Fungsi birokrasi pada umumnya adalah mengimplementasikan kebijakan publik. Untuk itu birokrasi mempunyai kelengkapan legitimasi kekuasaan. Sebagaimana dijelaskan Weber bahwa pejabat birokrasi mempersyaratkan kekuasaan legal-rasional yang legitimasinya bersumber pada peraturan perundang-undangan. Dengan kondisi tersebut sangat mungkin terjadi akumulasi kekuasaan di tangan birokrasi. Di satu sisi ia memiliki pengetahuan khusus yang esensial bagi administrasi dalam dunia modern yakni ekonomi dan hukum. Pada sisi lain, berkaitan dengan tugasnya, ia memperoleh banyak informasi kongkrit, yang sebagian besar secara artifisial dibatasi oleh gagasan-gagasan kerahasiaan dan kemampuan (dalam Albrow, 1996 : 35). Dalam masyarakat sedang berkembang yang sedang gandrung membangun, administrasi pembangunan ada ditangan birokrasi. Dengan demikian dapat dipahami bahwa peran birokrasi menjadi sangat besar dalam masyarakat yang sedang membangun. Besarnya kekuasaan birokrasi Indonesia di masa Orde Baru, ditandai berbagai label yang diberikan para pemerhati Indonesia dari luar negeri, yakni Bureaucratic Policy (Karl D. Jackson, 1987), Bureaucratic State (Emmerson, 1983), Bureaucaratic Authoritarian (Dwight Y. King, 1983) (dalam Afan Gaffar, 2000 : 235). Besarnya kekuasaan birokrasi mendorong birokrasi terus-menerus meningkatkan kemampuan dan keahliannya. Dalam proses yang terus berlangsung dalam waktu yang lama kemampuan birokrasi terus meningkat, jauh melebihi lembaga-lembaga politik. Dengan posisi yang kuat ini birokrasi negara berkembang semakin mampu menciptakan berbagai mekanisme yang cenderung memperkuat posisi dan kekuasaan. Bersama dengan itu melemahkan posisi lembaga politik yang ada. Keadaan tersebut didukung dengan kenyataan pengelolaan kebijakan publik di negara-negara berkembang.

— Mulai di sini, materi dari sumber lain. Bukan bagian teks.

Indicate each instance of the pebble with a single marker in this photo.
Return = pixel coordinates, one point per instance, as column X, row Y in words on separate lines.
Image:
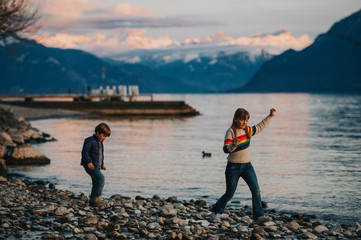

Sebagaimana diungkapkan oleh Amir Santoso, di negara-negara sedang berkembang umumnya kebijakan bersifat merombak dan ambisius karena kebijakan itu dimaksudkan untuk perubahan sosial. Perumusan kebijakan itu tidak dilakukan oleh parlemen melainkan oleh pemerintah. Hal ini disebabkan lemahnya kemampuan parlemen, atau partai politik tidak dapat berfungsi sebagai alat artikulasi kepentingan tetapi lebih sebagai alat bagi elit untuk menguasai massa. Selain itu kelompok kepentingan tidak efektif dalam penyaluran tuntutan massa. Di negara-negara berkembang itu kebijakan publik jarang merupakan hasil tuntutan massa atau hasil tekanan partai politik atau kelompok kepentingan. Kebijakan itu sering ditentukan sendiri oleh pemerintah tanpa konsultasi dengan parlemen atau masyarakat. Hal itu diperkuat dengan kenyataan bahwa rezim di negara-negara berkembang bersikap anti partai dan menganggap partisipasi dalam perumusan kebijakan sebagai tidak sah dan tidak efisien (dalam Alfian dan Nazaruddin Sjamsuddin, 1986 : 411). Dalam konteks demikian birokrasi bersifat sangat otonom dalam arti terbebas dari pengaruh kelas sosial. Untuk memahami birokrasi otonom dapat dipahami dengan konsep negara “pasca-kolonial”.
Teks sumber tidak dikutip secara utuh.